必殺技を放つ時は放つキャラのカットインから。

気功法を放ち、その後敵が攻撃を受けるシーンへ突入します。

通常攻撃もヌルヌル動きます。

各敵キャラ全てに止めを刺すシーンもあります。

でも早送り機能が欲しかった

戦闘シーンはベタ褒めですが、問題があるとすれば見ているだけなので飽きます。特にレベル上げ中などはムービーを何度も見たいとは思いません。が、早送りやショートカットがなく、戦闘を全部見なければなりません。スーパーロボット大戦の戦闘シーンにショートカットがないようなイメージです。スパロボ程長くはないですが。

戦闘能力がおかしい

亀千人が人造人間セルと互角の勝負をしたり、はたまたサイバイマンに止めをさされるラディッツなど原作ではあり得ない戦闘能力の均衡さになっています。ガチャ産ソーシャルゲームの宿命ですね。物語の中では時空が乱れ過去から未来までの戦士が存在する世界なので、どんなキャラが登場しても納得できますが、戦闘能力差については流石に不自然に見えます。まぁ、ゲームだから仕方ない部分ですね。ドラゴンボールのコンシューマー機格闘ゲームでも同じ問題がありますから。

サタンとの対戦。まぁ、チュートリアルなので圧勝できますが、それでも何度攻撃を受けても簡単に死なないタフなサタンを見れるのはゲームだけですね。

かっこいいデジロックな音楽

音楽は原作アレンジのデジタル風味が効いたロックサウンドです。

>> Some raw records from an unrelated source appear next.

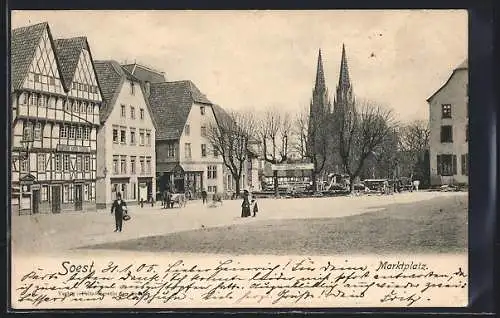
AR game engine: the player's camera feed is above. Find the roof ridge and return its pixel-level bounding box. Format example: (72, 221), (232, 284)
(12, 21), (49, 32)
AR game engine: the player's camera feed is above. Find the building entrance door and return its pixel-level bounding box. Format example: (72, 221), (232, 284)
(139, 182), (148, 202)
(52, 186), (61, 213)
(31, 190), (40, 214)
(75, 184), (83, 211)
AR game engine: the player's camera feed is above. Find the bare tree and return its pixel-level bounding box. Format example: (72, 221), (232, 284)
(336, 101), (394, 191)
(207, 111), (256, 195)
(257, 109), (293, 195)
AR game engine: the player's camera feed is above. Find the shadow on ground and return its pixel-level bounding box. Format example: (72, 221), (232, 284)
(82, 196), (468, 255)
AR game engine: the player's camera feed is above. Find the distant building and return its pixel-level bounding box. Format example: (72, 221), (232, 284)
(11, 23), (102, 213)
(94, 61), (156, 208)
(427, 60), (469, 185)
(149, 81), (223, 196)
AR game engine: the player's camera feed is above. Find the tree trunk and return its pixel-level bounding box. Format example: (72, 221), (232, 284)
(273, 170), (279, 196)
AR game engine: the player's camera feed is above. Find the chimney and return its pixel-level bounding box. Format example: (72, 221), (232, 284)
(144, 81), (151, 98)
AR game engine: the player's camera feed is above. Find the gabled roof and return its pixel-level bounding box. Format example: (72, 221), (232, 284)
(94, 60), (156, 127)
(55, 36), (90, 89)
(149, 80), (212, 140)
(212, 104), (232, 125)
(10, 22), (55, 89)
(123, 63), (167, 83)
(54, 36), (102, 96)
(427, 59), (469, 103)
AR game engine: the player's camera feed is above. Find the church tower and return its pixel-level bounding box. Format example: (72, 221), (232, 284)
(333, 44), (355, 114)
(309, 49), (331, 142)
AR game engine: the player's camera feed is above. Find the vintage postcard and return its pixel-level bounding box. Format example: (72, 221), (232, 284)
(10, 10), (469, 309)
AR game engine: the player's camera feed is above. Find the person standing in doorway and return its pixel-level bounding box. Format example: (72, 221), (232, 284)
(111, 192), (127, 232)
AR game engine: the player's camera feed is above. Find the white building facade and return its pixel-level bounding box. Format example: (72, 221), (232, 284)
(427, 60), (469, 186)
(95, 61), (156, 208)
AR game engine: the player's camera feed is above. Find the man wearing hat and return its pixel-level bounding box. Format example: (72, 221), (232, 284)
(111, 192), (127, 232)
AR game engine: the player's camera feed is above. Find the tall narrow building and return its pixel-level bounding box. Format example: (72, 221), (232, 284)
(333, 44), (355, 114)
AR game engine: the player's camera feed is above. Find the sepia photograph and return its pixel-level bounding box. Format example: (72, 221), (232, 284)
(9, 10), (469, 309)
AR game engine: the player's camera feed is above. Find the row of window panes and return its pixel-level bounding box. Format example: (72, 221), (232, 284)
(19, 93), (95, 114)
(436, 154), (469, 176)
(23, 122), (90, 140)
(59, 125), (90, 140)
(34, 184), (95, 203)
(71, 82), (99, 94)
(440, 124), (469, 143)
(29, 73), (56, 85)
(120, 104), (144, 119)
(113, 156), (151, 174)
(113, 127), (151, 146)
(182, 143), (219, 159)
(20, 154), (92, 172)
(62, 184), (95, 203)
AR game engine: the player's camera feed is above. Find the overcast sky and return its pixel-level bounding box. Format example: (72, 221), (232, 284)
(11, 10), (468, 121)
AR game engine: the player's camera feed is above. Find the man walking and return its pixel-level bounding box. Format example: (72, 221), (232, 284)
(111, 192), (127, 232)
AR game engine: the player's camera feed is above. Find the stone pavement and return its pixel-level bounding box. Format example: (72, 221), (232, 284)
(11, 192), (466, 255)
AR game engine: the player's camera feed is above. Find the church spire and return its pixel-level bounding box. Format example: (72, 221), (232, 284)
(339, 43), (351, 87)
(314, 49), (326, 91)
(333, 44), (355, 112)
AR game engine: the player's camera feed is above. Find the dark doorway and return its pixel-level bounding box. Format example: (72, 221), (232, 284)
(75, 184), (83, 211)
(31, 190), (40, 214)
(52, 186), (61, 213)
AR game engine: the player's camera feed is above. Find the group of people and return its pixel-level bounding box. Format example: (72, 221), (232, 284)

原作破壊系のアレンジなので、何の曲か分からなかったり、あまり懐かしさを感じる事はありません。でも曲がいいのでゲームの高揚感があります。

まとめ

戦闘のシステムは独特だけど目新しいものではありません。だけど戦闘シーンは今までのスマホゲームにない程シーンの切り替わりや動きがあり見惚れてしまいます。また、シナリオも良改変が続き、先が気になる話です。ドラゴンボールファンは少なくともシナリオを試してみて欲しいです。なお、シナリオは原作ありきの良改変なのでドラゴンボールの原作未読者には進めれるゲームではありません。でも、原作未読でも戦闘シーンだけは試してもらいたいものです。